# Benro SD ND1000 WMC vs Tiffen ND0.9 filter comparison



## kaihp (May 22, 2014)

I recently discovered on taobao that Benro now also sells filters - specifically also 10-stop ND filters. Since ND1000 filters can help give some interesting effects, I decided to purchase first a 77m and a 82mm filter.

I bought the "SD" (Super Digital) filters. Inspired by Bryan Carnathan's article about 10-stop filters I decided to do a quick test of the filters. As I had previously purchased a 3-stop Tiffen 82m filter (82ND9) I decided to test that also for reference.

Since I don't have an "official" reference color plate, I searched around and downloaded and printed this target: http://photojoes.org/colorchecker.jpg on a laser printer and taped it to a door. Since the printing and my two Osram table lamps used for illumination are likely to give a color cast, so I used the gray boxes to adjust the color temperature for each picture.

(I should say that I'm very much still learning about color temperatures, so I could have done the adjustments incorrectly. If so, please let me know and I'll be happy to update/correct things.)

I chose a deep DOF (f/8) to ensure that I wasn't getting hurt by creases in the paper and non-planarity issues from the taping. Also, since I'm not sure of the lamp filament type, I shot at 0.5sec exposure so reduce or avoid any flicker issues. The 0.5sec, f/8, ISO 100 gave standard exposure with the two lamps.

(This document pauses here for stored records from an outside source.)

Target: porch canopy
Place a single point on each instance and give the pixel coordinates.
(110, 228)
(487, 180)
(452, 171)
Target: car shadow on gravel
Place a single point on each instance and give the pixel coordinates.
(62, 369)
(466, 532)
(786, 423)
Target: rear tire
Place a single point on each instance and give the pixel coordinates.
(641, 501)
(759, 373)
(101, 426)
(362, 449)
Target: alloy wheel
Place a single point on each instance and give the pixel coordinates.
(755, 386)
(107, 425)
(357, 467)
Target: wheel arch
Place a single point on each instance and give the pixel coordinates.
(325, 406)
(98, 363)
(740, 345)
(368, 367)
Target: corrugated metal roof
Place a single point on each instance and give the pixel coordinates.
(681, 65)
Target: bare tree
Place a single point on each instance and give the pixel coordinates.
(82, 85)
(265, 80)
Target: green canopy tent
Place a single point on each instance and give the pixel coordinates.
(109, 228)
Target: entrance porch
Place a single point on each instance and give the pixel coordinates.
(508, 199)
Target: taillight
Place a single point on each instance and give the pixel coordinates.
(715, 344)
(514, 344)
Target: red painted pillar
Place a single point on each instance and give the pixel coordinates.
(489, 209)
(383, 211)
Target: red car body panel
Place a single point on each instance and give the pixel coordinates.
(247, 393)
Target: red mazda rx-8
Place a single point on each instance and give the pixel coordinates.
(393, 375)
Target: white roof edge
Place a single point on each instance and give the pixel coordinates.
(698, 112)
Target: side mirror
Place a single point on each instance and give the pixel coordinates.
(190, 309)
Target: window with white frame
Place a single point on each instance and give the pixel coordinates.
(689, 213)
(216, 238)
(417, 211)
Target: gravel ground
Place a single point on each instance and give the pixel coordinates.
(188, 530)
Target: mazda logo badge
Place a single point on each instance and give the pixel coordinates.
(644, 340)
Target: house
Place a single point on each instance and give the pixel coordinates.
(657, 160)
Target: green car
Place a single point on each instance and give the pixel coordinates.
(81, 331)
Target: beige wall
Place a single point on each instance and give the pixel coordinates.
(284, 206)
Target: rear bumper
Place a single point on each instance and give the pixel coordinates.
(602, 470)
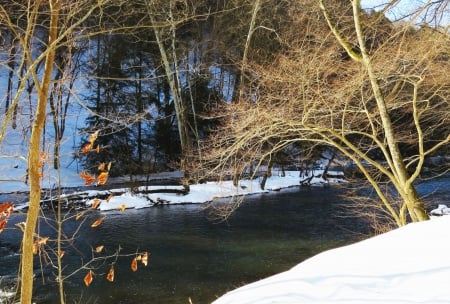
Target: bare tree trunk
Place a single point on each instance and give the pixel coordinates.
(400, 177)
(251, 30)
(33, 162)
(173, 78)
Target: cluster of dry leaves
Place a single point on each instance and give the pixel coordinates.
(101, 179)
(5, 211)
(143, 258)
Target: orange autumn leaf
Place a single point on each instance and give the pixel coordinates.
(3, 225)
(6, 209)
(88, 179)
(36, 247)
(79, 215)
(43, 241)
(97, 222)
(93, 137)
(101, 167)
(88, 278)
(42, 160)
(144, 259)
(102, 178)
(110, 275)
(134, 264)
(95, 203)
(86, 148)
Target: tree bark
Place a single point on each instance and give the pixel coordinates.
(33, 162)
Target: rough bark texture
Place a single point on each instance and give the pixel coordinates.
(33, 163)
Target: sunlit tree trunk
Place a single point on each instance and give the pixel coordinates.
(33, 161)
(401, 178)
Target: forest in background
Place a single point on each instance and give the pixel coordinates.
(219, 89)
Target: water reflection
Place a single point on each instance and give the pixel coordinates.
(191, 255)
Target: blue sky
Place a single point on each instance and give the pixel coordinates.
(407, 7)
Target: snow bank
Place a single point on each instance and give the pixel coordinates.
(408, 265)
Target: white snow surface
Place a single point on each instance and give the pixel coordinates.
(407, 265)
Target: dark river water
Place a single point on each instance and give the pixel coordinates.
(193, 256)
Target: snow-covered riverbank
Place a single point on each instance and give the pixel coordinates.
(147, 196)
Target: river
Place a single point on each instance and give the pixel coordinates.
(193, 256)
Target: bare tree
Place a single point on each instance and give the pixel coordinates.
(352, 80)
(26, 22)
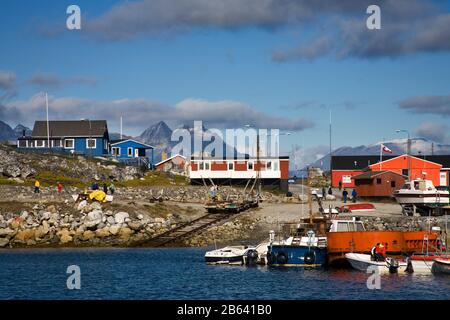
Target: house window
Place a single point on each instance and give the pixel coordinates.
(23, 143)
(91, 143)
(115, 151)
(69, 143)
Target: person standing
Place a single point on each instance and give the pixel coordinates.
(59, 187)
(37, 186)
(345, 195)
(354, 195)
(112, 188)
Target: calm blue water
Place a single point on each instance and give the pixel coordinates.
(182, 274)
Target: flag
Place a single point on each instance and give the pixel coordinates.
(385, 149)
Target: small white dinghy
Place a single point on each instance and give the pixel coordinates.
(234, 255)
(362, 262)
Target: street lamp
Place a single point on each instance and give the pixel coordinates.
(408, 150)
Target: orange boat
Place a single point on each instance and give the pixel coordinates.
(396, 242)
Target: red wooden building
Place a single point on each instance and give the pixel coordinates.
(435, 168)
(274, 172)
(380, 184)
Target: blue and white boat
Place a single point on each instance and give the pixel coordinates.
(308, 250)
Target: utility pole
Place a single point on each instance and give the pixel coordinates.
(48, 125)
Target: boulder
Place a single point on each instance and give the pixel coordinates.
(120, 217)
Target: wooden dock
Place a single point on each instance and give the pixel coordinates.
(186, 230)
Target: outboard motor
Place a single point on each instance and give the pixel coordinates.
(252, 257)
(392, 265)
(409, 267)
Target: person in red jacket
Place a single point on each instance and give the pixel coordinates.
(59, 187)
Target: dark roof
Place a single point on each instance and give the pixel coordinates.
(355, 162)
(373, 174)
(71, 128)
(362, 162)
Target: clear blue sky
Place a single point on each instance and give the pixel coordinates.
(215, 61)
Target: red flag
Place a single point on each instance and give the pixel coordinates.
(386, 149)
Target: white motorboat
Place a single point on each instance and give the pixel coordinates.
(236, 255)
(362, 262)
(421, 192)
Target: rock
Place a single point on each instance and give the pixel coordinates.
(3, 242)
(81, 205)
(135, 225)
(93, 218)
(121, 216)
(125, 234)
(24, 235)
(88, 235)
(7, 232)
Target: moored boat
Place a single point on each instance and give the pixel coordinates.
(441, 266)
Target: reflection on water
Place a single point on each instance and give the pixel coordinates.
(181, 273)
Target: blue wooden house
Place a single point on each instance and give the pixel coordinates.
(85, 137)
(132, 152)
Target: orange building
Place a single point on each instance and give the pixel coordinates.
(420, 168)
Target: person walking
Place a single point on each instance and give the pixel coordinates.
(112, 188)
(354, 195)
(37, 186)
(345, 195)
(59, 187)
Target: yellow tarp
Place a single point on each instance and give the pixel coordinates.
(97, 195)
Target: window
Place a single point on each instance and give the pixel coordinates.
(23, 143)
(115, 151)
(69, 143)
(91, 143)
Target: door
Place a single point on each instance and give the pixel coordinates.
(443, 178)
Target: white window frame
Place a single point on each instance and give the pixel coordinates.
(117, 153)
(87, 143)
(65, 143)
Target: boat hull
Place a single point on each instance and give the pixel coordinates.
(398, 242)
(441, 266)
(296, 256)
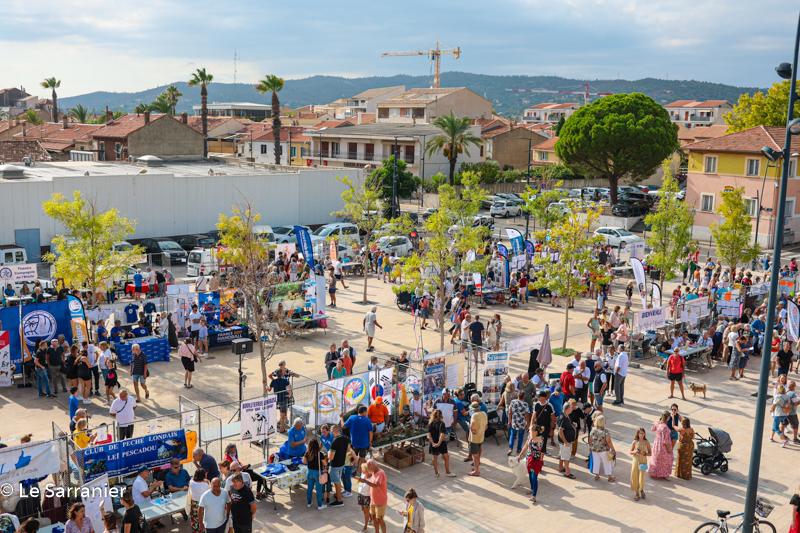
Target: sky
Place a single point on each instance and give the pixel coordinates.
(124, 45)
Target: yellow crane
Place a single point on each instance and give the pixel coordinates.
(434, 54)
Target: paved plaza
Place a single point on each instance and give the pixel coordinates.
(487, 503)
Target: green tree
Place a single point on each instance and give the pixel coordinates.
(84, 254)
(732, 235)
(760, 108)
(362, 206)
(573, 241)
(201, 78)
(455, 139)
(248, 259)
(80, 113)
(383, 176)
(617, 136)
(52, 84)
(449, 236)
(274, 84)
(670, 228)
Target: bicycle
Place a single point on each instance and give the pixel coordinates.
(721, 526)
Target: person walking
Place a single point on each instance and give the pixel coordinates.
(640, 451)
(660, 465)
(414, 513)
(602, 450)
(369, 324)
(437, 439)
(683, 466)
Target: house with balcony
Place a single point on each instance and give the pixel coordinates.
(549, 113)
(694, 113)
(417, 106)
(735, 160)
(370, 144)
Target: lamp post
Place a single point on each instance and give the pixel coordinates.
(785, 71)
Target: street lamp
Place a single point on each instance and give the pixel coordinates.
(785, 71)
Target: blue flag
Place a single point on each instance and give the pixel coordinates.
(304, 242)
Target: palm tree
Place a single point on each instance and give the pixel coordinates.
(80, 113)
(203, 79)
(172, 95)
(53, 84)
(273, 83)
(454, 139)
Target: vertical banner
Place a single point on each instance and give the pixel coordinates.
(494, 373)
(793, 328)
(304, 242)
(6, 372)
(641, 280)
(259, 417)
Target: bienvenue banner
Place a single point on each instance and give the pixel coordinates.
(132, 455)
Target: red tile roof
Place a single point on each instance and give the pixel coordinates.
(748, 141)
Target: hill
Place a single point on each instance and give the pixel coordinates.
(510, 94)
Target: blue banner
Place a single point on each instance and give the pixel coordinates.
(304, 242)
(132, 455)
(40, 322)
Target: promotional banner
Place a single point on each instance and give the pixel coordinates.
(494, 373)
(18, 273)
(6, 371)
(259, 417)
(29, 461)
(304, 242)
(131, 455)
(641, 280)
(647, 319)
(793, 325)
(96, 497)
(433, 375)
(39, 322)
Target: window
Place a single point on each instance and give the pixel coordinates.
(710, 164)
(750, 206)
(707, 203)
(752, 167)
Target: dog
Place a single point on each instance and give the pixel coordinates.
(696, 387)
(520, 471)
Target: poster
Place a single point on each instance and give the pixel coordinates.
(29, 461)
(329, 401)
(6, 371)
(131, 455)
(259, 417)
(494, 373)
(433, 375)
(95, 494)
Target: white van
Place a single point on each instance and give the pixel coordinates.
(11, 254)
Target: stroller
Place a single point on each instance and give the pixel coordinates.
(709, 453)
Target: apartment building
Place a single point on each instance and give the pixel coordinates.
(694, 113)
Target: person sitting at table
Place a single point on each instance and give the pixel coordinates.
(296, 439)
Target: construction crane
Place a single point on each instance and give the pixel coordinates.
(434, 54)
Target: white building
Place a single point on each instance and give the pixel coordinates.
(172, 199)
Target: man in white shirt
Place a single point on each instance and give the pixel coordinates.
(122, 410)
(620, 373)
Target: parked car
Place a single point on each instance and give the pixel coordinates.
(615, 236)
(505, 208)
(398, 245)
(160, 249)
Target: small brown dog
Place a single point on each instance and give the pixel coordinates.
(696, 387)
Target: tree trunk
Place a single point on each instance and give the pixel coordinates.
(276, 127)
(204, 117)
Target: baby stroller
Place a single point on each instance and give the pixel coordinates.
(709, 453)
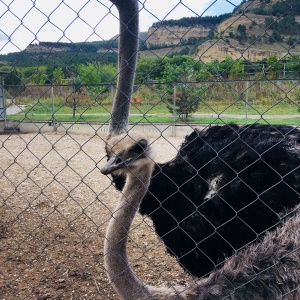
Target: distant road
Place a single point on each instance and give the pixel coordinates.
(14, 109)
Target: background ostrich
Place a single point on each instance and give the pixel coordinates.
(266, 270)
(226, 186)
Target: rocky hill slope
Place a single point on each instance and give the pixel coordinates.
(255, 29)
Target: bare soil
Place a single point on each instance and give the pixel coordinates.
(55, 206)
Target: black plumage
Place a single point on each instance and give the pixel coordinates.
(225, 188)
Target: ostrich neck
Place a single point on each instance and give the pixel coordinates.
(128, 51)
(124, 280)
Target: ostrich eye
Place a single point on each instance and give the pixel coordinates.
(139, 147)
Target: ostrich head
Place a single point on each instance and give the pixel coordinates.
(128, 154)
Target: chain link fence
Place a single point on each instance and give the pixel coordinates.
(59, 69)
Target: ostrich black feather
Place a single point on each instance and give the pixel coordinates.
(224, 189)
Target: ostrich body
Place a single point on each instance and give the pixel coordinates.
(267, 270)
(226, 186)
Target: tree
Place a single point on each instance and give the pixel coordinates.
(179, 72)
(274, 67)
(294, 64)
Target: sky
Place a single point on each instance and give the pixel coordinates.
(23, 22)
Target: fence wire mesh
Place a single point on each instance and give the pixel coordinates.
(58, 67)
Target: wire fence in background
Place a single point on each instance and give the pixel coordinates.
(242, 68)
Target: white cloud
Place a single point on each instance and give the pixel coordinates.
(25, 21)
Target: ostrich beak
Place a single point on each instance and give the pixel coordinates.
(115, 163)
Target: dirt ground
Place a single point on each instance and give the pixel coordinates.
(55, 206)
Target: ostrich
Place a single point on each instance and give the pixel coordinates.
(225, 187)
(269, 269)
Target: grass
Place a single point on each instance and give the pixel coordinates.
(158, 112)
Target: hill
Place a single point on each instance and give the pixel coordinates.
(254, 30)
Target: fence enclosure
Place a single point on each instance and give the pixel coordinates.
(55, 104)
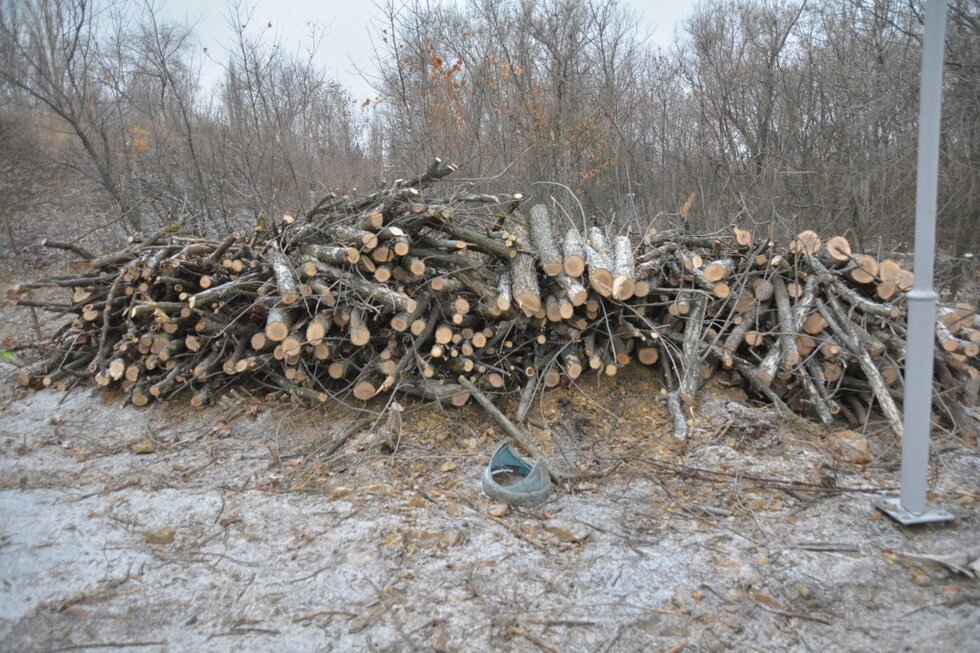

I'm showing 5 shots, all adjusted to the same (theoretical) in-camera exposure. They have been run through DPP for color temperature adjustment and rescaling to 1200 x 800 px, nothing else.

The camera (5D3) was (obviously) mounted on a tripod (concrete floor), live view was used for initial focus and the lens was then switched to MF. IS was off. Silent shutter and a remote (wireless) trigger was used. 

All shots taken at f/8, ISO 100.
1) Control shot, 24-70/2.8L Mk II @ 70mm, *0.5*sec.
2) Tiffen ND0.9, 24-70/2.8L Mk II @ 70mm, *4*sec.
3) Benro ND10, 24-70/2.8L Mk II @ 70mm, *480*sec.
4) Control shot, 70-200/2.8L II @ 200 mm, *0.5*sec.
5) Benro ND10, 70-200/2.8L II @ 200 mm, *480*sec.

So what are my conclusions so far?
Like Bryan, I find that the Tiffen gives a really bad color cast and much reduced contract. Sharpness seems OK, though. Cost is USD136, according to their website
The Benro filters look quite good with colors very close to the control picture (after correction) and little or no sharpness lost. I'm quite happy with what I see here, especially with the price paid: RMB485-600 (USD88-96) .

Comments, suggestions and improvements/corrections to methodology / design of test are welcome.


----------